Sensemayá undoubtedly is Revueltas’ most
popular and best-known orchestral work. The present orchestral version
was made in 1938 whereas the original 1937 version is a setting for chorus
and small orchestra of a poem by Nicolás Guillén. There
also is a version for chamber orchestra. The poem deals with the ritual
chant performed while killing a snake and tells the story of a princess
transformed by a magician into a snake, in revenge of her rejection of
him. A snake hunt is set up and the snake is eventually killed by the
magician. The spell is broken and the princess has her soul back. The
villagers rejoice. This primitive, ritualistic tale inspired a powerfully
evocative, colourfully scored work which, to a certain extent, might be
regarded as some sort of Mexican Rite of Spring. The elemental
forces are suggested by the hypnotic repetition of the main rhythmic gesture
underlining the whole work and which is in fact the musical translation,
as it were, of the purely phonetic refrain in Guillén’s poem. Stravinsky
may not be very far, but the music is pure Revueltas and has a quintessential
Mexican character. No wonder it became widely popular and championed by
celebrated conductors such as Stokowski, Bernstein, Batiz, Mata and Salonen,
to name but a few. I would now like to hear the original version for voices
and small orchestra.
Revueltas composed several film scores and made some
concert suites of them, such as the comparatively well known Redes.
The orchestral suite of La noche de los Mayas was made
by José Yves de Limantour. Both the film and the score were ambitious
projects, though I must confess that I never saw the film (I wonder
who has?) and thus cannot comment about the real part played by the
music. In any case, Limantour did a wonderful job with what must have
been a rather fragmentary score, and the result is a substantial symphonic
fresco which has often been compared to the impressive Mexican mural
frescos (old and new). Revueltas conjures up a fantastic sound world
in accordance to his own all-embracing vision of the Maya world. Colourful
scoring and powerful rhythms drive the music along, in turn menacing,
violent, dreamily mysterious, at times tender, ecstatic and exalted.
The rarity here is the ballet score La Coronela,
Revueltas’ last major work which he did not live long enough to complete.
It was completed from the short score by Blas Galindo and orchestrated
by Huizar. Some twenty years later, Limantour made a new arrangement
for a new orchestration by Moncada.

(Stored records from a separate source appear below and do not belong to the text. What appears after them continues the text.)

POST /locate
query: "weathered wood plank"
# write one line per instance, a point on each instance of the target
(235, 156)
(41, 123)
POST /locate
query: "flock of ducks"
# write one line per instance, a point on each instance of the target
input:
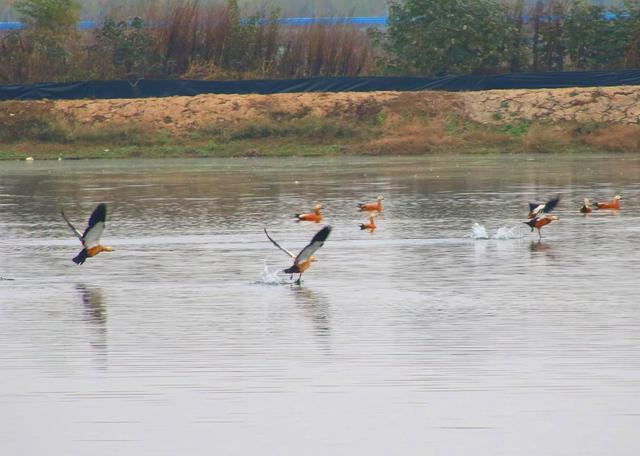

For the last episode, he included
some music from scores written by Revueltas for two films about the
Mexican Revolution. The notes do not say much about the dramatic content
of the libretto by Falkenstein, except that it deals with Mexican life
at the beginning of the 20th Century and is inspired by,
or at least based on, paintings by José Guadalupe Posada. The
music is again very fine, vintage Revueltas and deeply Mexican in feeling,
with nevertheless more than one touch of sarcastic humour and irony
such as the allusion to The Last Post in the fourth section The
Last Judgement. This is a worthwhile addition to Revueltas’ discography
though it has already been recorded at least once before (KOCH 3-7421-2
which I have not heard).
There are many fine versions of Sensemayá
and of La noche de los Mayas, but the present readings
are, to my mind, excellent, though I found that of Sensemayá
a bit cautious, but remarkably well recorded (some details of orchestration
are particularly clearly heard here). However, Barrios has a real feeling
for the music and conducts committed readings of these superb scores
by Mexico’s greatest composer. I now sincerely hope that this release
will be the first of a complete recording of Revueltas’ orchestral music,
for there are still several half-forgotten scores that definitely deserve
to be re-appraised. Recommended, particularly so for the inclusion of
the rarely heard ballet La Coronela.